Oleh karena itu perlu diketahui apa itu sikap bahasa dan apa saja yang harus
dilakukan guna melestarikan bahasa yang ada pada diri sendiri dan masyarakat bahasa pada
umumnya. Sikap positif terhadap bahasa akan dapat meningkatkan kesejahteraan bahasa yang
ada pada setiap orang dan masyarakat pengguna bahasa. Akan tetapi jika sikap negatif
terhadap bahasa lebih dominan maka secara otomatis dapat memudarkan dan menghilangkan
kaidah-kaidah bahasa yang sudah ditetapkan.

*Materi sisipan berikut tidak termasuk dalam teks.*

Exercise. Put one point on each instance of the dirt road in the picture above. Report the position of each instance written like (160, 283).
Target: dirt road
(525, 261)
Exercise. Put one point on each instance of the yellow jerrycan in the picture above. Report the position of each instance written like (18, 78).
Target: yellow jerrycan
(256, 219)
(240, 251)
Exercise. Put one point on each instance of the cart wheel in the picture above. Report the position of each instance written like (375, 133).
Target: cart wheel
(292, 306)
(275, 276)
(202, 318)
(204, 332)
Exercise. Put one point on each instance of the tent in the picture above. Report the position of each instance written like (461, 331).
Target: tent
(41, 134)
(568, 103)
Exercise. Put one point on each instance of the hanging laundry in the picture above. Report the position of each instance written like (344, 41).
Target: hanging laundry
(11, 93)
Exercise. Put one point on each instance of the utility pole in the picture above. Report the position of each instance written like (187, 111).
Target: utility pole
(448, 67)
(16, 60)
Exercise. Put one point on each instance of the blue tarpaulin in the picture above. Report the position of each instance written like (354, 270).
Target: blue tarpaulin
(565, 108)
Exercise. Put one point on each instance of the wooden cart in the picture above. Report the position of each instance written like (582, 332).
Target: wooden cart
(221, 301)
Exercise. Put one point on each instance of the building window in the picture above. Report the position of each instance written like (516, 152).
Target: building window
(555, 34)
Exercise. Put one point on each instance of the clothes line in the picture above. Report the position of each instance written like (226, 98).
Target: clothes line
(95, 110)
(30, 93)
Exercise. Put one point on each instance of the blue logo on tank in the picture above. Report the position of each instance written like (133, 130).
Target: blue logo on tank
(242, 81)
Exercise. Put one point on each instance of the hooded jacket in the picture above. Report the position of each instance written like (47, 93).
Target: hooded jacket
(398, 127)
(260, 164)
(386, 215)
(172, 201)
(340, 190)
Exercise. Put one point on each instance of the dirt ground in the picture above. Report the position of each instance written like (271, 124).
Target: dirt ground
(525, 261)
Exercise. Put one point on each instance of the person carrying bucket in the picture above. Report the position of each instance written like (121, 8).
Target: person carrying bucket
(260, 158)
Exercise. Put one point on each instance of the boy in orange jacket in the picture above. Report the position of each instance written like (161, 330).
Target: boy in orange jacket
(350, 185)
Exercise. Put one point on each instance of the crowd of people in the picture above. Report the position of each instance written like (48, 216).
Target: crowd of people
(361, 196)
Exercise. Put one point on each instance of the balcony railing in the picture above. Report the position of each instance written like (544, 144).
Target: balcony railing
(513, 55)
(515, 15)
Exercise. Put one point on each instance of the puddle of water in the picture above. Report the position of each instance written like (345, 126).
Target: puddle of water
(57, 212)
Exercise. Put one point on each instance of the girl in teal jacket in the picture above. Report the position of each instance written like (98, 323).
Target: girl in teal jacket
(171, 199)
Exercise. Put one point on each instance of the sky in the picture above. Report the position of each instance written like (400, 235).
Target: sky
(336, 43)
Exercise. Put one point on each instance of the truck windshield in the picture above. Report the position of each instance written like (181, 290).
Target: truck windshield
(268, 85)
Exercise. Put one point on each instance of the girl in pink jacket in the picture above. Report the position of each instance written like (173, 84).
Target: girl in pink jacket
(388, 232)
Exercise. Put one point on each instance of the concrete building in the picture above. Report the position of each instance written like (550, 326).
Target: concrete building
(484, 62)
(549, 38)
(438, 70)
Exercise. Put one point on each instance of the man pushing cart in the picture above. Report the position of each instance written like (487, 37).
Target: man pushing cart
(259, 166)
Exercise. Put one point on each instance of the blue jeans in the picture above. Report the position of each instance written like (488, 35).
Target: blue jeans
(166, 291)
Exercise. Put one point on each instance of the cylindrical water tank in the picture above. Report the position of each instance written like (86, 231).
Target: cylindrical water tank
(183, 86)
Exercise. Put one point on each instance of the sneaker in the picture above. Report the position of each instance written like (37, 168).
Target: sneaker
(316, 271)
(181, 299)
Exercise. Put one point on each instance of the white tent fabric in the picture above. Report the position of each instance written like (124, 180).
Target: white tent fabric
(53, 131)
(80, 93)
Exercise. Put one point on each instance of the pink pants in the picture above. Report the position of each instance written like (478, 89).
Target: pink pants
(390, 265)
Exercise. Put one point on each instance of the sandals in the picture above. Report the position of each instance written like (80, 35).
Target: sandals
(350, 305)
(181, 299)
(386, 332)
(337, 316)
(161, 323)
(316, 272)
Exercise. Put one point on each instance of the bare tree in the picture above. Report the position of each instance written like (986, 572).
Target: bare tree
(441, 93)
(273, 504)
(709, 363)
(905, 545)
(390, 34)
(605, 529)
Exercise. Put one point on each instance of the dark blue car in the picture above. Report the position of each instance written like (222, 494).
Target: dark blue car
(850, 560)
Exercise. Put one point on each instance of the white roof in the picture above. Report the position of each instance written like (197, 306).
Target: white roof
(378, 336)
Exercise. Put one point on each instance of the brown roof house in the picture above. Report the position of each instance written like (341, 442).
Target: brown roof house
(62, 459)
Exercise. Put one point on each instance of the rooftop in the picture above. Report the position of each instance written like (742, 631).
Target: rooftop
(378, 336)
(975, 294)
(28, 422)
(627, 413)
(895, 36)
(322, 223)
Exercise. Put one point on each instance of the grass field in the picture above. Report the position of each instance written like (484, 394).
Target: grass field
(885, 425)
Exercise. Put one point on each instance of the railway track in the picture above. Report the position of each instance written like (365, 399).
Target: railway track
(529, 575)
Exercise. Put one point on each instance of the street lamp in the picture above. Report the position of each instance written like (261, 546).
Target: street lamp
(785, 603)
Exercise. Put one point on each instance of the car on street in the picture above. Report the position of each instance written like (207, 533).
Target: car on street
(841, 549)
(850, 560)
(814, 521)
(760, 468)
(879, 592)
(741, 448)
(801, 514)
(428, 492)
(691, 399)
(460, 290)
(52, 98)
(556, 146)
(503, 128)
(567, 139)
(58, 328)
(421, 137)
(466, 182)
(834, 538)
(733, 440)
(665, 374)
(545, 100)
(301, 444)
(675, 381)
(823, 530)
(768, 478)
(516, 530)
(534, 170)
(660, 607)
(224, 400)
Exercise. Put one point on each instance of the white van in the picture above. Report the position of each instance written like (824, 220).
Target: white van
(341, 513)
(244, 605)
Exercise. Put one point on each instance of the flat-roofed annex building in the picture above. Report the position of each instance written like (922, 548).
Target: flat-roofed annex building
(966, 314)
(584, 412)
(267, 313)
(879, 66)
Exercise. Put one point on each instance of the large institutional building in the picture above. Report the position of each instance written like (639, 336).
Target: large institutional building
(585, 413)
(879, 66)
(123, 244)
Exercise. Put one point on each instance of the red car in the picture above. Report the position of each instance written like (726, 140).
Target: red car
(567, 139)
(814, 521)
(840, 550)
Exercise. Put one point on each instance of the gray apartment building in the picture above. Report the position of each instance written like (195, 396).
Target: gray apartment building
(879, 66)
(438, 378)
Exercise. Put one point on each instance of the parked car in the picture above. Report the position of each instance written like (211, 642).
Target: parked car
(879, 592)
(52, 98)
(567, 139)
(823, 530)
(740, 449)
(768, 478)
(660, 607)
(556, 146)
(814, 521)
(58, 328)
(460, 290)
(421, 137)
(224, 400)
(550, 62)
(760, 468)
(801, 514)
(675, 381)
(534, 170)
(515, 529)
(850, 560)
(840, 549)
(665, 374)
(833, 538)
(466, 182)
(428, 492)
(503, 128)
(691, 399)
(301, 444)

Untuk dapat memahami apa yang disebut sikap bahasa (languge attitude) terlebih
dahulu apa itu sikap. Dalam Kamus Besar Bahasa Indonesia ‘sikap’ mangacu pada
bentuk tubuh, posisi berdiri yang tegak, perilaku atau gerak-gerik, dan perbuatan atau
tindakan yang dilakukan berdasarkan pandangan (pendirian, keyakinan, atau pendapat)
sebagai reaksi atas adanya suatu hal atau kejadian. Sesungguhnya sikapa itu adalah
fenomena kejiwaan, yang biasanya termanifestasi dalam bentuk tindakan atau
perilaku. Menurut Allport (1935) sikap adalah kesiapan mental dan saraf, yang terbentuk
melalui pengalaman yang memberikan arah atau pengaruh yang dinamis kepada reaksi
seseorang terhadap semua objek dan keadaan yang menyangkut sikap itu. Sedangkan
Lambert (1967) menyatakan bahwa sikap itu terdiri dari tiga komponen, yaitu
komponen kognitif, komponen afektif, dan komponen konatif (lihat Chair, 2004: 150).
1. Komponen Kognitif berhubungan dengan pengetahuan alam sekitar dan gagasan yang
biasanya merupakan kategori yang dipergunakan dalam proses berfikir;
2. Komponen Afektif menyangkut masalah penilaian baik, suka atau tidak suka,
terhadap sesuatu atau suatu keadaan. Jika seseorang memiliki niali rasa baik atau suka
terhadap sesuatu keadaan, maka orang itu dikatakan memiliki sikap positif. Jika
sebaliknya disebut memiliki sikap negatif;
3. Komponen Konatif adalah bagian dari jiwa seseorang yang mengacu pada perbuatan
atau prilaku. Bila sesorang ingin mengetahui sikap orang lain sering ditafsirkan
melalui asfek konatif ini. Namun tentu saja dengan cara demikina belum sepenuhnya
dapatdipertanggungjawabkan.
Bila ketiga bagian yang terbentuk sikap itu ada dalam keadaan yang sejajar, maka
memang prilaku itu dapat menggambarkan sikap secara lebih bulat dan utuh. Akan tetapi,
perlu dimaklumi bahwa jiwa manusia merupakan suatu yang rumit, sulit diterka, dan sering
muncul gejala yang bertentangan antara keadaan jiwa dengan perilaku yang tampak dari luar.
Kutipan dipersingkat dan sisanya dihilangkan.